Zifan Lin '20 has developed high-resolution spectral models and scenarios for two exoplanets that may harbor life: Proxima b, in the habitable zone of our nearest neighbor Proxima Centauri; and Trappist-1e, one of three possible Earth-like candidates in the Trappist-1 system.

The paper, co-authored with Lisa Kaltenegger, associate professor of astronomy and director of Cornell's Carl Sagan Institute, published Nov 18 in Monthly Notices of the Royal Astronomical Society.

"In order to investigate whether there are on other worlds, it is very important to understand signs of life that show in a planet's light fingerprint," Lin said. "Life on exoplanets can produce a characteristic combination of molecules in its atmosphere – and those become telltale signs in the spectra of such planets.

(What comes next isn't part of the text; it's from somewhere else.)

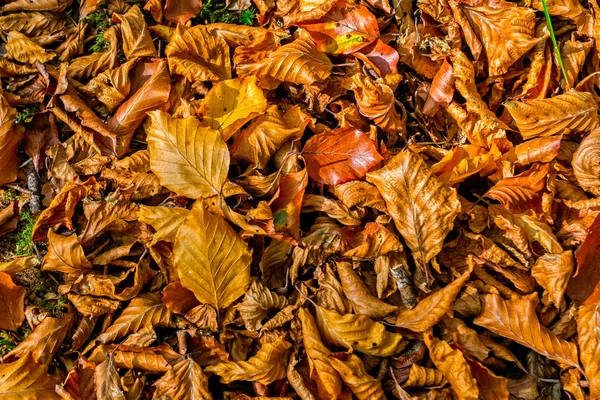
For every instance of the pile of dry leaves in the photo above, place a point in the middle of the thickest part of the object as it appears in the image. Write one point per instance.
(345, 199)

"In the near future we will be seeing the atmosphere of these worlds with new, sophisticated ground-based telescopes, which will allow us to explore the exoplanet's climate and might spot its biota," he said.

In the search for habitable worlds, "M dwarf" stars catch astronomers' eyes, since the local universe teems with these suns, which make up 75% of the nearby cosmos, according to Lin.

Throughout the Milky Way, our home galaxy, astronomers have discovered more than 4,000 exoplanets, some in their own suns' habitable zone – an area that provides conditions suitable for life.

To explore the atmosphere of these places, scientists need large next-generation telescopes, such as the Extremely Large Telescope (ELT), currently under construction in northern Chile's Atacama Desert; it is expected to be operational in 2025. Scientists can aim the mammoth eyepiece – with a flawless primary mirror about half the size of a football field – at Proxima b and Trappist-1e. The future will have more than 250 times the light-gathering power of the Hubble Space Telescope.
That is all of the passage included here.